Africa-Press – Djibouti. Il est des matins où la culture murmure plus fort que les discours, où les mots anciens se fraient un chemin dans nos mémoires dans un surgissement fracassant. Ce 20 avril 2025, à partir de 9h30, le Centre d’Étude et de Recherche de Djibouti (CERD) a accueilli une cérémonie aussi solennelle qu’émouvante: le lancement officiel de la publication de trois pièces de théâtre somali, collectées, transcrites en somali, traduites en français et annotées par Dr. Fatouma Mahamoud Hadji Ali.
Universitaire chevronnée, critique littéraire et passionnée de culture somali, Fatouma Mahamoud Hadji Ali a consacré de longues années à étudier les tensions entre traditions et modernité dans le théâtre à Djibouti. Son doctorat soutenu en 2017, véritable pierre angulaire de son travail, portait sur la confrontation des valeurs culturelles dans le théâtre somali de Djibouti.
La cérémonie a été inaugurée par la Ministre de la Jeunesse et de la Culture, Son Excellence Dr Hibo Moumin Assoweh, qui a salué le « travail titanesque » accompli par la chercheuse. Dans une allocution empreinte de chaleur et de gravité, la ministre a souligné l’importance de sauvegarder un patrimoine oral en voie de disparition. Elle a rappelé avec éloquence que, dans les cultures nomades dont nous sommes les héritiers, la poésie et le théâtre sont bien plus que des arts: ce sont des piliers de la mémoire collective, transmis oralement et commémorés collectivement. C’est ensuite le Ministre de l’Enseignement supérieur, Son Excellence Dr Nabil Mohamed Ahmed, qui a pris la parole. Lui aussi a exprimé son admiration pour cette œuvre de transmission. Dans un ton complice, il a salué sa collègue ministre, également chercheuse en littérature, et a souligné la portée symbolique de cette publication. « La culture, a-t-il déclaré, est l’âme d’un peuple. Et la préserver est notre responsabilité commune. » Il a particulièrement insisté sur les thèmes abordés dans ces pièces, notamment la place des femmes, question essentielle dans une société écartelée entre le respect des traditions et les aspirations à la modernité.

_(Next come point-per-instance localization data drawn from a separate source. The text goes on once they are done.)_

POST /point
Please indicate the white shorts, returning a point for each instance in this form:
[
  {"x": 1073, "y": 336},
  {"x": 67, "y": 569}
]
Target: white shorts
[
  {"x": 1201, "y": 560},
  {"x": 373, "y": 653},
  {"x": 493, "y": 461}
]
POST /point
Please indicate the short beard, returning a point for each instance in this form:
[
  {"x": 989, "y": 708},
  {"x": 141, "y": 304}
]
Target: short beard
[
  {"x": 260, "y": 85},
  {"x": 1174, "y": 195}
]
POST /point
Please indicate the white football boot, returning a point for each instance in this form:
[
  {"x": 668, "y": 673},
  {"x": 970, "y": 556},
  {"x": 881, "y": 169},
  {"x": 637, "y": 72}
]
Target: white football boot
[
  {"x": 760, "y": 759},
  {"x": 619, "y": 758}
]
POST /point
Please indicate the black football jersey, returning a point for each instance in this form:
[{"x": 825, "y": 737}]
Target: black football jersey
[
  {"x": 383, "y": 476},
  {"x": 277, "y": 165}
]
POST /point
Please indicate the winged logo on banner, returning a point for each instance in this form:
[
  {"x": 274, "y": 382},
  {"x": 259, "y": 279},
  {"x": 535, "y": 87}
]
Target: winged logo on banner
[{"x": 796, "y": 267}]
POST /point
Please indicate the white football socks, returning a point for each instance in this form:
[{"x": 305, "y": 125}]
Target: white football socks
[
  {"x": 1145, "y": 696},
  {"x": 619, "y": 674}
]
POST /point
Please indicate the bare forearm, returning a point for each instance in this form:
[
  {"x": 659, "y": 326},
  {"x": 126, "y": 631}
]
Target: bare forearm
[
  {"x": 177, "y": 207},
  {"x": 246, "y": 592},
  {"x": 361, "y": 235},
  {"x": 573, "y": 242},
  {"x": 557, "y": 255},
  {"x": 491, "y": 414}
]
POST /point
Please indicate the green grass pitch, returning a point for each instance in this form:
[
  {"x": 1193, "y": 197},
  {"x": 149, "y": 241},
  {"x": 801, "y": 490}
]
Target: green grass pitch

Le cœur de la matinée fut sans nul doute l’intervention de Dr Fatouma elle-même. Emue et dans un souffle empreint d’humilité et de reconnaissance, elle a remercié les deux ministres présents, ainsi que le public venu nombreux — chercheurs, cadres, amis, collègues, parents, artistes, et amoureux du théâtre. Apres de longs applaudissements, Elle a pris le temps d’expliquer les raisons profondes de son entreprise.
D’abord, rendre hommage aux auteurs, deux grandes figures de la dramaturgie somalie: Hassan Elmi Dirié et Ibrahim Souleiman « Gadhle », véritables architectes du rire, de la réflexion et de l’émotion durant plus d’un demi-siècle. Ensuite, offrir des supports pédagogiques aux collégiens, lycéens et étudiants, pour que ces textes puissent vivre dans les salles de classe autant que sur les scènes. Enfin, souligner que ces œuvres, bien qu’ancrées dans la tradition, posent des questions d’une actualité brûlante: le rapport entre les sexes, l’identité, la modernité, l’éducation, la famille, l’argent et l’émancipation féminine.
Loin d’être de simples translittérations, les traductions de Dr Fatouma restituent le souffle poétique originel de la langue source, cette langue somalie versifiée, chantante, conçue pour être mémorisée, récitée, incarnée. Le vœu le plus cher de l’auteure repose sur la relance de ce théâtre, un retour sur la scène de ces œuvres majeures, jouées en somali comme en français. Elle souhaite qu’elles soient portées par la jeunesse, non comme un poids du passé, mais comme une parole vivante et actuelle.
Ce souhait ne restera pas lettre morte: la ministre de la Jeunesse et de la Culture a confirmé que la troupe « Jeunes Talents », parrainée par son ministère, répète actuellement Le Pari des Trois (Sadex baa isku faantay), une pièce où passé, présent et futur dialoguent et s’affrontent dans une fresque aux accents philosophiques.
À l’issue des discours, les applaudissements ont laissé place à un moment plus intime: une séance de dédicaces pleine de sourires, suivie d’une pause-café. Les conversations s’y sont prolongées, nourries par l’émotion et la fierté collective.
Hier matin, au CERD, la parole s’est faite mémoire et promesse. Dans le silence des livres fraîchement publiés, dans le murmure des vers somalis restitués à leur dignité et révélés aux jeunes générations, on croyait entendre les pas du passé foulant doucement le seuil du présent.